Westen rolled his eyes. “Well, we’ll just have to agree to disagree.”

The feed cut back to Ainsley Sinclair. “But certain portions of the letter have been, if not confirmed, then at least supported.”

An older woman appeared on the feed, a square head with pale blotchy skin under thinning gray hair. Her eyes were pink and wet. The graphic said DOROTHY CULLEN: MOTHER OF FIRST FLU VICTIM. “All I know is, my Billy was part of our county delegation to that convention, and everybody got sick except the ones with them things in their heads.” She broke down into sobs. “And now my poor Billy’s dead.”

My eyes met Rex’s. It was just like Dymphna had said. None of the chimeras or their friends had gotten sick, and none of the Plants, either.

Sinclair’s voice returned over a 2D feed of another reporter, apparently trailed by her camera operator, being turned away at the security gate at the Wellfood chicken facility in Delaware. “Requests for comment from the Wells Life Sciences facility mentioned in the letter have been denied,” she said. As the guard at the gate was turning the reporter away, the exit gate opened in the background and the camera swung over to show half a dozen small delivery vans leaving the facility, followed by a huge 18-wheeler, all of them the same pale blue with the Wells Life Sciences logo on the side.

I looked at Rex, feeling suddenly old—not mature or grown up or anything like that, but tired and worn out, like I didn’t have enough life in me to comprehend something this big, much less do anything about it. But I also knew that now more than ever, doing nothing was not an option.

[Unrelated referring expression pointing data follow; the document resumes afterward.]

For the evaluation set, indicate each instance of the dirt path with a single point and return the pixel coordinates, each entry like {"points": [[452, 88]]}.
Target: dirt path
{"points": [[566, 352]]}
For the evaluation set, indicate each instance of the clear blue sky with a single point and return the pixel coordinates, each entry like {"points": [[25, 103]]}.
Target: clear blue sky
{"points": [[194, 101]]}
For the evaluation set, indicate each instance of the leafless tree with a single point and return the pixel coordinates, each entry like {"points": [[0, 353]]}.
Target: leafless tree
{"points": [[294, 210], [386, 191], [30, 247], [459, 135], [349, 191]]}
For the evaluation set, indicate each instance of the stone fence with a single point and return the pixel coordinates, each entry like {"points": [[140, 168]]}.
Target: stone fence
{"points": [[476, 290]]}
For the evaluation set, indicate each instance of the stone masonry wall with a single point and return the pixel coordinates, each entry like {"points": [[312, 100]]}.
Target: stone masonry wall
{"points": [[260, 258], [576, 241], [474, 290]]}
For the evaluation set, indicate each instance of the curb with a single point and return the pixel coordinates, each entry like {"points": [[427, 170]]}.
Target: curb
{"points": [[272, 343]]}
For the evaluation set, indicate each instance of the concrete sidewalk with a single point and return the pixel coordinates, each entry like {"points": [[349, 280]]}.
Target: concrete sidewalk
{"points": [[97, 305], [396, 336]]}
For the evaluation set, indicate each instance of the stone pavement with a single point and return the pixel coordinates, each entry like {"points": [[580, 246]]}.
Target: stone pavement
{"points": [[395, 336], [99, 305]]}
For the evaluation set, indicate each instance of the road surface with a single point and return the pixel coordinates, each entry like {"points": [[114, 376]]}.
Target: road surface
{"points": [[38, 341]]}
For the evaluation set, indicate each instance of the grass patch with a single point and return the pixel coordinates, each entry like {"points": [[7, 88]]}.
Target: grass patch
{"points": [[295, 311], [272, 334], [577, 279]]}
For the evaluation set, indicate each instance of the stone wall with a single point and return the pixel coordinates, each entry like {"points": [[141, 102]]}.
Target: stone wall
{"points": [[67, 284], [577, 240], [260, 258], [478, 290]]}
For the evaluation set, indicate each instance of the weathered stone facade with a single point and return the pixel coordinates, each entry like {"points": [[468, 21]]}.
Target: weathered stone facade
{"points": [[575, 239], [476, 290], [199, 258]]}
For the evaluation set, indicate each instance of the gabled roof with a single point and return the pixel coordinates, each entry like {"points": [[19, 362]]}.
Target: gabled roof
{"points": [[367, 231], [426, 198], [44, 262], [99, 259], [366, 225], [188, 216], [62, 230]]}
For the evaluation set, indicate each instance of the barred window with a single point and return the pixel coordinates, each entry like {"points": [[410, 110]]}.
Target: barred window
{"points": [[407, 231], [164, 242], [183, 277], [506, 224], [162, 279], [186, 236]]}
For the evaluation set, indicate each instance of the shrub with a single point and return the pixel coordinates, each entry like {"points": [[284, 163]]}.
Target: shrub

“What are you thinking?” Rex asked.

“I’m thinking we need to be there tomorrow. At that Chimerica meeting that Sly and Dara are setting up.”

He smiled. “I don’t think we’re invited.” I could tell from his tone that he wasn’t pushing back. He was just pointing out a fact.

I smiled back at him. “I don’t think I care.”

He nodded, still smiling. “You make a good point.”

“But first,” I said, my smile falling away as I let out a sigh, “I need to go home. I need to tell Mom and Trudy about Dymphna.”

 

 

FORTY-ONE


Rex had insisted on coming with me and I hadn’t protested even a tiny little bit. It was going to be a rough evening, and even if him being there in the middle of this family thing might be awkward, I wanted him there, for sure.

As we walked up the hill from the Lev station toward my house, Rex and I talked about everything that had happened at the vertical farm.

We talked about Roberta, and we talked about Stan, who had now killed two people close to me: first Del and now Dymphna. We also talked about Cronos, about his obstinance and callousness, his attitude.

“There’s something else about him,” Rex said. “I can’t put my finger on it, but there’s something about the way he talks.”

“Yes!” I said, whipping my head around. “I was thinking the same thing. He’s familiar, but I can’t think of how. Like I’ve seen him on the holo or something.”

Rex laughed. “Maybe he just seems familiar because he has this super-villain thing going on, with the mask and voice and everything.”

I laughed with him. “That’s what I thought, too! Like, ‘You are vanquished! It is useless to resist.’”

My laughter faded, though, as we turned the corner onto my street and I spotted a black SUV parked in our driveway. My body instantly tensed. I may have even stopped walking. The first thought to cross my mind was that it was Stan. But then I spotted the blue federal government license plate, and I realized it most likely wasn’t Stan at all. It was the FBI.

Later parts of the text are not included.